Gertrudes Tan fled from her captors’ hideout in the town of Maimbung on Tuesday, almost four months after her abduction, said Chief Superintendent Acmad Omar, police director for the Autonomous Region of Muslim Mindanao (ARMM).
Omar said the woman escaped at around 4 a.m. and walked for more than an hour until she reached a highway in Maimbung town and flagged down a passenger jeep bound for downtown Jolo.
Tan went straight to a relative’s house and then sought refuge at a Catholic church.
Other reports said Tan was found by fishermen on a coast in Maimbung and she was later taken to the Catholic-run Notre Dame University in Jolo.
Omar said church officials turned the woman over to army soldiers, who flew her to Zamboanga City yesterday.
Officials would not say if Tan’s family paid ransom to the rebels, who earlier demanded 5 million pesos $90,900 in exchange for her safe release. Reports last week said the kidnap gang killed a courier after taking from him a 700,000-peso ($12,000) ransom for Tan’s freedom.
Tan, who looked haggard, wept as she stepped out of a military plane with Southern Command officials. She was met by her relatives and two sons and refused to speak to reporters.
She was brought on board an ambulance for the military base where she would undergo medical check-up.
Tan was the latest known victim of kidnap gangs that abound in the troubled island of Jolo.
Jolo bandits also kidnapped five preachers of the Jehovah’s Witnesses who were selling perfumes in the island last year. The bandits beheaded one of their victims in Patikul town. The rest escaped separately after months in captivity.

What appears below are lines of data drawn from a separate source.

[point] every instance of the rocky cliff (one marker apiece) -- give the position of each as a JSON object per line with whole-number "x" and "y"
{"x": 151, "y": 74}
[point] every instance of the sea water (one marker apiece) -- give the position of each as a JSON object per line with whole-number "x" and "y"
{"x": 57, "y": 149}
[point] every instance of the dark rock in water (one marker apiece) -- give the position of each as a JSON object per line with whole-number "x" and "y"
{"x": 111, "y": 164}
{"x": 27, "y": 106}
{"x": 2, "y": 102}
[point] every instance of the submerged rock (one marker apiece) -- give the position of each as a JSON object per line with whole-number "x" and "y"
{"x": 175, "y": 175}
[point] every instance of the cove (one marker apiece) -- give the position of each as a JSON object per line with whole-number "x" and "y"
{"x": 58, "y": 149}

The Abu Sayyaf was also tagged in the kidnapping of 3 Indonesian seamen off Jolo last year, one of whom was killed during a firefight with government troops. The other hostages escaped separately from their kidnappers several months later.
The group was linked to the kidnapping and killing of US nationals Guillermo Sobero in 2001 and Martin Burnham in 2002. Another American citizen, Jeffrey Schilling, was also kidnapped while visiting Jolo in 2000, but rescued several months later by the police.